List of resources for studying Natural Language Processing. It is split into Textbooks & Papers, and Tools. Many of the links come from Slav Petrov’s excellent course Statistical Natural Language Processing at NYU. I update the list on an ongoing basis. See Neural Networks for general resources on deep learning.
Textbooks & Papers
- Natural Language Processing, Stanford, Dan Jurafsky & Chris Manning: The whole course is available on YouTube. This is the link to the first lecture.
- Neural Network Methods for Natural Language Processing: Excellent, concise and up to date book by Yoav Goldberg. It gives a comprehensive overview of the different neural network based techniques for NLP.
- Language Models: Tutorials on n-gram models for language modeling, followed by a comprehensive overview of the different smoothing techniques
- TnT – A Statistical Part of Speech Tagger: Nice paper by Thorsten Brants explaining his hidden markov model tagger. The paper is sufficiently detailed to follow along and implement your own version.
- Word2Vec: The now classic 2013 paper by Mikolov, Chen, Corrado, and Dean, introducing an efficient, completely unsupervised, technique for computing continuous vector representations of words from very large datasets.
- Word Alignments: In depth comparison of different statistical word alignment models.
- Neural networks and NLP: really nice review of recurrent neural networks for sequence learning
- The Unreasonable Effectiveness of Recurrent Neural Networks: Classic post by Andrej Karpathy on the magic of recurrent nets.
- Understanding LSTM networks: Clear and thoughtful introduction to LSTMs.
- Written Memories: Understanding, Deriving and Extending the LSTM: Superb post on Long Short-Term Memory networks
- Neural machine translation: Clear analysis of Google’s neural network architecture for machine translation based on this paper. This article walks you through each of the model components explaining the ideas behind them both from a theoretical and practical standpoint.
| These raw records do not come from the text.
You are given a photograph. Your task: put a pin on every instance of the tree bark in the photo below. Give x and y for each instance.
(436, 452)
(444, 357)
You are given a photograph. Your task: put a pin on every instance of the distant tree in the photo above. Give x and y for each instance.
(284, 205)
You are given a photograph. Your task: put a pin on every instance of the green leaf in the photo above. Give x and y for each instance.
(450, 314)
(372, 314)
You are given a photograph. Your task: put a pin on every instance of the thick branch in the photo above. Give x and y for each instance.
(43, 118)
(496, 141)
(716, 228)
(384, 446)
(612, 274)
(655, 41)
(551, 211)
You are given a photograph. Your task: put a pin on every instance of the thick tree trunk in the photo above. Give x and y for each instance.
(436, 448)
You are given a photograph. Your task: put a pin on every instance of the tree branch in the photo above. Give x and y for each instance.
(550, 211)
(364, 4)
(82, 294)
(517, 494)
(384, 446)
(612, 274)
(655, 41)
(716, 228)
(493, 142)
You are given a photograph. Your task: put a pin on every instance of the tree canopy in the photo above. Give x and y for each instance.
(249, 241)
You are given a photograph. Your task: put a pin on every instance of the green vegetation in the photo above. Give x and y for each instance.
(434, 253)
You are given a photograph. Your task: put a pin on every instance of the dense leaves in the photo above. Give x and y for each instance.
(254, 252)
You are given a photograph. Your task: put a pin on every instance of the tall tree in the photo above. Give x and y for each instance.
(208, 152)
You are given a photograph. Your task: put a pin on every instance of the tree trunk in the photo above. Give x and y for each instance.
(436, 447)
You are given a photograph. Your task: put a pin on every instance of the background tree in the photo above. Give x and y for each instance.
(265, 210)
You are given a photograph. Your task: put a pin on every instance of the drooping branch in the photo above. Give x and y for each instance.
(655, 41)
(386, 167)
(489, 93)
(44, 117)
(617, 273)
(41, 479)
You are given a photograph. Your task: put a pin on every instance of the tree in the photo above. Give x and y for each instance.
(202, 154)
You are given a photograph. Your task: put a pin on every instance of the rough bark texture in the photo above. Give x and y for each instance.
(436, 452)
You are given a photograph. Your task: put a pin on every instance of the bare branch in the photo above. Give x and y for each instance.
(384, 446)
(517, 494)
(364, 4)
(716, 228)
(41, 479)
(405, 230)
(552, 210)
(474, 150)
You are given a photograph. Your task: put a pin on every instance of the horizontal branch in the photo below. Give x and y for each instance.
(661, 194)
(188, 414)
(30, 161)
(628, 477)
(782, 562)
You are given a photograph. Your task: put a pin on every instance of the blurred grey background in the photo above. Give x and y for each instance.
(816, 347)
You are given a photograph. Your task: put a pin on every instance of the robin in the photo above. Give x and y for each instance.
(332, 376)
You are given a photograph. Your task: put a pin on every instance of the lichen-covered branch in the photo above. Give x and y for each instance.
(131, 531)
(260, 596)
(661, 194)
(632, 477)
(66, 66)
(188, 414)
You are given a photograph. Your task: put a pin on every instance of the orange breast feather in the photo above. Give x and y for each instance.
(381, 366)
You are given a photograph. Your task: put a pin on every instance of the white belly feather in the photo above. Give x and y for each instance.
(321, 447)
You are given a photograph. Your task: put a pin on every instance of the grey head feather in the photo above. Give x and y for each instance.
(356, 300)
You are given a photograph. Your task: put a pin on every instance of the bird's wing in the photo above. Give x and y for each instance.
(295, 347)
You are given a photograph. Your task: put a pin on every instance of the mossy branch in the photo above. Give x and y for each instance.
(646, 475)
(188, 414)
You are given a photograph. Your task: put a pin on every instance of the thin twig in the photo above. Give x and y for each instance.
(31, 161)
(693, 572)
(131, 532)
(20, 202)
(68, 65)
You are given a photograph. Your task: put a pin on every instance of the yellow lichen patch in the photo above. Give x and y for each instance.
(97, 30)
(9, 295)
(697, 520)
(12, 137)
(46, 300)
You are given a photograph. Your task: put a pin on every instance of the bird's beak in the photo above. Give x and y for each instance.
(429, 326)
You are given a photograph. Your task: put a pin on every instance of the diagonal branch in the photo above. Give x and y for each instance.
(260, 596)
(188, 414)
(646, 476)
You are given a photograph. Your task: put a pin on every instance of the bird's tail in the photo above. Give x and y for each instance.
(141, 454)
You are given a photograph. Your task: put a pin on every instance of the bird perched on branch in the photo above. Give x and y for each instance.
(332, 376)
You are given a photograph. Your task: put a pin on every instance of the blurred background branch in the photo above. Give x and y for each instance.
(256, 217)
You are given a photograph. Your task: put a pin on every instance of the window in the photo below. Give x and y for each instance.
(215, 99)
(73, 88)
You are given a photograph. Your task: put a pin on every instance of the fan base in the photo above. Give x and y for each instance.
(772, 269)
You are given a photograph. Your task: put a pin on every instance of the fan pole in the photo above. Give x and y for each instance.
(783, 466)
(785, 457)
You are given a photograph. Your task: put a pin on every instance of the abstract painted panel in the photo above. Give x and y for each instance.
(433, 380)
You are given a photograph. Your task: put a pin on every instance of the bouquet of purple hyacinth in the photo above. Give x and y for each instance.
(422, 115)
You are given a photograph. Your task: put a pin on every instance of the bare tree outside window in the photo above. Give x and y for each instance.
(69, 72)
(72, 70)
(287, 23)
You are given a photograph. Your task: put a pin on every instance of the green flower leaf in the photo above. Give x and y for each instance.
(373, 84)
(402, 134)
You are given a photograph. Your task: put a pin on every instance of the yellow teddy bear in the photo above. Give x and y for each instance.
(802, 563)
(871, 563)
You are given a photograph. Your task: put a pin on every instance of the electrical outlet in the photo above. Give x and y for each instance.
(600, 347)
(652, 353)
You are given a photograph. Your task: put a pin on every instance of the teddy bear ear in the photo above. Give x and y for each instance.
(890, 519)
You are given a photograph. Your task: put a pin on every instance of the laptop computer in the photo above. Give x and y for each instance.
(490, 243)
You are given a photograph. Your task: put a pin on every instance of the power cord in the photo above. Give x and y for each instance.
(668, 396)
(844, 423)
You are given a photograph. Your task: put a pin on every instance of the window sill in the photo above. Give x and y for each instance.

- DeVISE: Interesting application of word embeddings to the label space of a visual classifier. By forcing the classifier to output label embeddings, the semantic relationship between labels was incorporated into the model, resulting in much better generalization to unknown classes and more semantically reasonable errors.
- FastText: proof that word embeddings + linear models can give excellent results.
Tools
- NLTK: Python library for natural language processing. Comes with the NLTK book too!
- And the gensim package which makes is really easy to train your own word embeddings. Only one line of code.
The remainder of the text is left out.